Clinton to unzip symbol of German unity
Germany marked the 12th anniversary of its reunification today with festivities at Berlin’s newly restored Brandenburg Gate and pledges of friendship with the US that softened recent conflict over policy toward Iraq.
President George Bush sent congratulations, recalling historic bonds between Americans and Germans since the Second World War and the 1989 fall of the Berlin Wall that paved the way for reunification.
Johannes Rau, Germany’s largely ceremonial president, pledged that his country would stay a strong ally.
But the Brandenburg Gate was the star of the party.
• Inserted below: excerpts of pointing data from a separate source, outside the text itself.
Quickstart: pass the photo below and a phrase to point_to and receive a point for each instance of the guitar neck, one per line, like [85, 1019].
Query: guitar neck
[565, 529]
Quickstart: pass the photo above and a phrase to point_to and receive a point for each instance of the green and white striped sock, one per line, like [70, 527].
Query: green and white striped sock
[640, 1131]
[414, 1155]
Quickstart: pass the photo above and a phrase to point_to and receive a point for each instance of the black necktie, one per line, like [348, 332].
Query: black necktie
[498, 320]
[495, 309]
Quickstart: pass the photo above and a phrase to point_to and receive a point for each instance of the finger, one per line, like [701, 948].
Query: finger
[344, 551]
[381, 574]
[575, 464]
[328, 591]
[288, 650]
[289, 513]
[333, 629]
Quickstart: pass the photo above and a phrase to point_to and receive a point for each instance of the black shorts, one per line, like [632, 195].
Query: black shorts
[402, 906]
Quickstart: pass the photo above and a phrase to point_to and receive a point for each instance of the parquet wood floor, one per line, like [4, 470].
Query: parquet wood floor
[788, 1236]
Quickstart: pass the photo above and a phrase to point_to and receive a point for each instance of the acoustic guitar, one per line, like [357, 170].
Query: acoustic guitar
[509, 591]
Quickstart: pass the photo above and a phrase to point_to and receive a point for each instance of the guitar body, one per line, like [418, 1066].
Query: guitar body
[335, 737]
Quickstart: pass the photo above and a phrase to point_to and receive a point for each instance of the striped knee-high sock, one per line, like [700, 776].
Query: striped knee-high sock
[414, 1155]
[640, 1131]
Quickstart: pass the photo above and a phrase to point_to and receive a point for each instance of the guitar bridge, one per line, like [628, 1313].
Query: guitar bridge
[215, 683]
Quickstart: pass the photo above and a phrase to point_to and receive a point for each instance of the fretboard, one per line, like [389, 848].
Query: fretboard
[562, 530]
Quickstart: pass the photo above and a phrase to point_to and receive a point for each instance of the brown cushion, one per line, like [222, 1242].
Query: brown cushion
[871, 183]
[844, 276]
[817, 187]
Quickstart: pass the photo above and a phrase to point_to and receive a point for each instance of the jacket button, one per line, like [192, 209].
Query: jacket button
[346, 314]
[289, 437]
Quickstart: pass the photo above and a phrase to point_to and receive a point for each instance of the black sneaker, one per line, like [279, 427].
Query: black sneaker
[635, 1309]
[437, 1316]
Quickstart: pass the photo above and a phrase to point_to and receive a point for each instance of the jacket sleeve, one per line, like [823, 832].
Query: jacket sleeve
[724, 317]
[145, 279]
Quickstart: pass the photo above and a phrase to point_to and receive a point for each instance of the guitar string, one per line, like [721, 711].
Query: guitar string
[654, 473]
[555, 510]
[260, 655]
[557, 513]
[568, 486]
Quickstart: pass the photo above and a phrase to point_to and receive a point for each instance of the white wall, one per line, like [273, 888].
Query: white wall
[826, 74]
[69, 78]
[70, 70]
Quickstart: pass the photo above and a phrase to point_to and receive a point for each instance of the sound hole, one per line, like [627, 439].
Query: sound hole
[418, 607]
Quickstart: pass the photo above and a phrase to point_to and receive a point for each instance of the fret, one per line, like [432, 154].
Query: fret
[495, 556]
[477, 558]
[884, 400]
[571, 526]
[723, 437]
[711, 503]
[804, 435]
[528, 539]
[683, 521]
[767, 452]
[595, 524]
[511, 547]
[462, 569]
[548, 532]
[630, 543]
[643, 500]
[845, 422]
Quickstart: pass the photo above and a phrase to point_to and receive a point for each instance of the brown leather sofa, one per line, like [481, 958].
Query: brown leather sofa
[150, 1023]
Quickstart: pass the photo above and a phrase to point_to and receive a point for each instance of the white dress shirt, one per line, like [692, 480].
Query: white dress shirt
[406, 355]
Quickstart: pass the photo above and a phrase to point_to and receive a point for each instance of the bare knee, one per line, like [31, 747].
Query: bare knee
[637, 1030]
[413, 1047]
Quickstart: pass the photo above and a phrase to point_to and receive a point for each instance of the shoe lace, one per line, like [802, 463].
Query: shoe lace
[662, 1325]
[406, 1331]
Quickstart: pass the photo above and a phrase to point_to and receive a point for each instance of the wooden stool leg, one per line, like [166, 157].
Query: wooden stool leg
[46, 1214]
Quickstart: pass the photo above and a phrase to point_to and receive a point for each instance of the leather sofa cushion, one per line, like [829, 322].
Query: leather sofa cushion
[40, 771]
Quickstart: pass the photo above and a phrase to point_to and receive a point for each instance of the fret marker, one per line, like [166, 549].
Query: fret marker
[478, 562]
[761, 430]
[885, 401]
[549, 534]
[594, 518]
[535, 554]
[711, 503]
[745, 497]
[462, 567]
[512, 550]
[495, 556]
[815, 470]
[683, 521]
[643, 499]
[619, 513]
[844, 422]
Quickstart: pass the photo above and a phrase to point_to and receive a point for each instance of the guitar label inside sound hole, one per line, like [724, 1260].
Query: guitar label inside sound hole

After nightfall, Germany’s most famous landmark was to be unveiled in gleaming splendour after a two year, €4m makeover that stripped decades of grime from its sandstone pillars and mantle.
Berlin Mayor Klaus Wowereit, helped by former US President Bill Clinton, planned to open a giant zip on a shroud enveloping the 18th-century Prussian gate, which has been hidden from view as the capital’s new government district took shape around it.
More than any other monument, the Brandenburg Gate reflects the turbulences of German history. Once a backdrop for French and Prussian triumphs, then a symbol of Prussian militarism, the gate wound up in the no man’s land between East and West Berlin when Berlin was divided during the Cold War.
When crumbling communist East Germany opened the Berlin Wall in November 1989, people partied on top of the barrier. East and West Germany became one country again on October 3 1990 – the date marked annually since then as Unity Day.